The parser module provides an interface to Python's internal parser and

byte-code compiler. The primary purpose for this interface is to allow Python

code to edit the parse tree of a Python expression and create executable code

from this. This is better than trying to parse and modify an arbitrary Python

code fragment as a string because parsing is performed in a manner identical to

the code forming the application. It is also faster.

注解

From Python 2.5 onward, it's much more convenient to cut in at the Abstract

Syntax Tree (AST) generation and compilation stage, using the ast

module.

There are a few things to note about this module which are important to making

use of the data structures created. This is not a tutorial on editing the parse

trees for Python code, but some examples of using the parser module are

presented.

Most importantly, a good understanding of the Python grammar processed by the

internal parser is required. For full information on the language syntax, refer

to Python语言参考. The parser

itself is created from a grammar specification defined in the file

Grammar/Grammar in the standard Python distribution. The parse trees

stored in the ST objects created by this module are the actual output from the

internal parser when created by the expr() or suite() functions,

described below. The ST objects created by sequence2st() faithfully

simulate those structures. Be aware that the values of the sequences which are

considered "correct" will vary from one version of Python to another as the

formal grammar for the language is revised. However, transporting code from one

Python version to another as source text will always allow correct parse trees

to be created in the target version, with the only restriction being that

migrating to an older version of the interpreter will not support more recent

language constructs. The parse trees are not typically compatible from one

version to another, though source code has usually been forward-compatible within

a major release series.

Each element of the sequences returned by st2list() or st2tuple()

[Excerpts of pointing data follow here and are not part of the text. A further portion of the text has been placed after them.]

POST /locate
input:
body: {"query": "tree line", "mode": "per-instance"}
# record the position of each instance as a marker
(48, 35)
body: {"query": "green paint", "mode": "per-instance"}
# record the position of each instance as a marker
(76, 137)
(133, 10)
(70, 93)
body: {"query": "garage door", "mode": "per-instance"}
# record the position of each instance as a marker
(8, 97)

has a simple form. Sequences representing non-terminal elements in the grammar

always have a length greater than one. The first element is an integer which

identifies a production in the grammar. These integers are given symbolic names

in the C header file Include/graminit.h and the Python module

symbol. Each additional element of the sequence represents a component

of the production as recognized in the input string: these are always sequences

which have the same form as the parent. An important aspect of this structure

which should be noted is that keywords used to identify the parent node type,

such as the keyword if in an if_stmt, are included in the

node tree without any special treatment. For example, the if keyword

is represented by the tuple (1,'if'), where 1 is the numeric value

associated with all NAME tokens, including variable and function names

defined by the user. In an alternate form returned when line number information

is requested, the same token might be represented as (1,'if',12), where

the 12 represents the line number at which the terminal symbol was found.

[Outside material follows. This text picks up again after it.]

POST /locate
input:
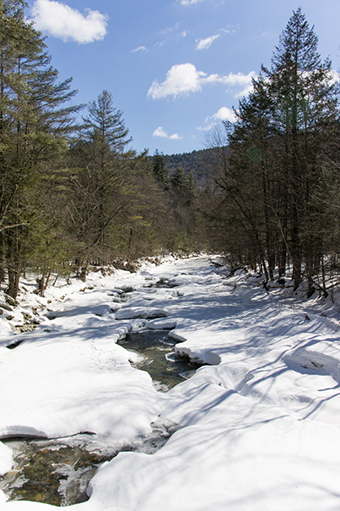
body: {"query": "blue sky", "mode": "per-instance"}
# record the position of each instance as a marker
(174, 67)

Terminal elements are represented in much the same way, but without any child

elements and the addition of the source text which was identified. The example

of the if keyword above is representative. The various types of

terminal symbols are defined in the C header file Include/token.h and

the Python module token.

The ST objects are not required to support the functionality of this module,

but are provided for three purposes: to allow an application to amortize the

cost of processing complex parse trees, to provide a parse tree representation

which conserves memory space when compared to the Python list or tuple

representation, and to ease the creation of additional modules in C which

manipulate parse trees. A simple "wrapper" class may be created in Python to

hide the use of ST objects.

The parser module defines functions for a few distinct purposes. The

most important purposes are to create ST objects and to convert ST objects to

other representations such as parse trees and compiled code objects, but there

are also functions which serve to query the type of parse tree represented by an

ST object.

参见

模块 symbol

代表解析树内部节点的有用常量。

模块 token

代表解析树叶子节点和测试节点值的函数的有用常量。

创建 ST 对象¶

ST objects may be created from source code or from a parse tree. When creating

an ST object from source, different functions are used to create the 'eval'

and 'exec' forms.

parser.expr(source)

The expr() function parses the parameter source as if it were an input

to compile(source,'file.py','eval'). If the parse succeeds, an ST object

is created to hold the internal parse tree representation, otherwise an

appropriate exception is raised.

parser.suite(source)

The suite() function parses the parameter source as if it were an input

to compile(source,'file.py','exec'). If the parse succeeds, an ST object

is created to hold the internal parse tree representation, otherwise an

appropriate exception is raised.

parser.sequence2st(sequence)

This function accepts a parse tree represented as a sequence and builds an

internal representation if possible. If it can validate that the tree conforms

to the Python grammar and all nodes are valid node types in the host version of

Python, an ST object is created from the internal representation and returned

to the called. If there is a problem creating the internal representation, or

if the tree cannot be validated, a ParserError exception is raised. An

ST object created this way should not be assumed to compile correctly; normal

exceptions raised by compilation may still be initiated when the ST object is

passed to compilest(). This may indicate problems not related to syntax

(such as a MemoryError exception), but may also be due to constructs such

as the result of parsing delf(0), which escapes the Python parser but is

checked by the bytecode compiler.

Sequences representing terminal tokens may be represented as either two-element

lists of the form (1,'name') or as three-element lists of the form (1,

'name',56). If the third element is present, it is assumed to be a valid

line number. The line number may be specified for any subset of the terminal

symbols in the input tree.

parser.tuple2st(sequence)

This is the same function as sequence2st(). This entry point is

maintained for backward compatibility.

转换 ST 对象¶

ST objects, regardless of the input used to create them, may be converted to

parse trees represented as list- or tuple- trees, or may be compiled into

executable code objects. Parse trees may be extracted with or without line

numbering information.

parser.st2list(st, line_info=False, col_info=False)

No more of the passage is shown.